问题
I need a help. I have a query which get top 5 records group by date (not date + time) and sum of amount.
I wrote the following but it returns all the records not just top 5 records
CREATE OR REPLACE FUNCTION state_groupbyandsum( state map<text, double>, datetime text, amount text )
CALLED ON NULL INPUT
RETURNS map<text, double>
LANGUAGE java
AS 'String date = datetime.substring(0,10); Double count = (Double) state.get(date); if (count == null) count = Double.parseDouble(amount); else count = count + Double.parseDouble(amount); state.put(date, count); return state;' ;
CREATE OR REPLACE AGGREGATE groupbyandsum(text, text)
SFUNC state_groupbyandsum
STYPE map<text, double>
INITCOND {};
select groupbyandsum(datetime, amout) from warehouse;
Could you please help out to get just 5 records.
回答1:
Here's one way to do that. Your group by state function could be like this:
CREATE FUNCTION state_group_and_total( state map<text, double>, type text, amount double )
CALLED ON NULL INPUT
RETURNS map<text, double>
LANGUAGE java AS '
Double count = (Double) state.get(type);
if (count == null)
count = amount;
else
count = count + amount;
state.put(type, count);
return state;
';
That will build up a map of all the amount rows selected by your query WHERE clause. Now the tricky part is how to keep just the top N. One way to do it is by using a FINALFUNC which gets executed after all the rows have been put in the map. So here's a function to do that using a loop to find the maximum value in the map and move it to a result map. So to find the top N it would iterate over the map N times (there are more efficient algorithms than this, but it's just a quick and dirty example).

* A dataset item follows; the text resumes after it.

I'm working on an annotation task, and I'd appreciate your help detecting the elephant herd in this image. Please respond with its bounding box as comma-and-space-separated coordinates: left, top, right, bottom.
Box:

So here's an example to find the top two:
CREATE FUNCTION topFinal (state map<text, double>)
CALLED ON NULL INPUT
RETURNS map<text, double>
LANGUAGE java AS '
java.util.Map<String, Double> inMap = new java.util.HashMap<String, Double>(),
outMap = new java.util.HashMap<String, Double>();
inMap.putAll(state);
int topN = 2;
for (int i = 1; i <= topN; i++) {
double maxVal = -1;
String moveKey = null;
for (java.util.Map.Entry<String, Double> entry : inMap.entrySet()) {
if (entry.getValue() > maxVal) {
maxVal = entry.getValue();
moveKey = entry.getKey();
}
}
if (moveKey != null) {
outMap.put(moveKey, maxVal);
inMap.remove(moveKey);
}
}
return outMap;
';
Then lastly you need to define the AGGREGATE to call the two functions you defined:
CREATE OR REPLACE AGGREGATE group_and_total(text, double)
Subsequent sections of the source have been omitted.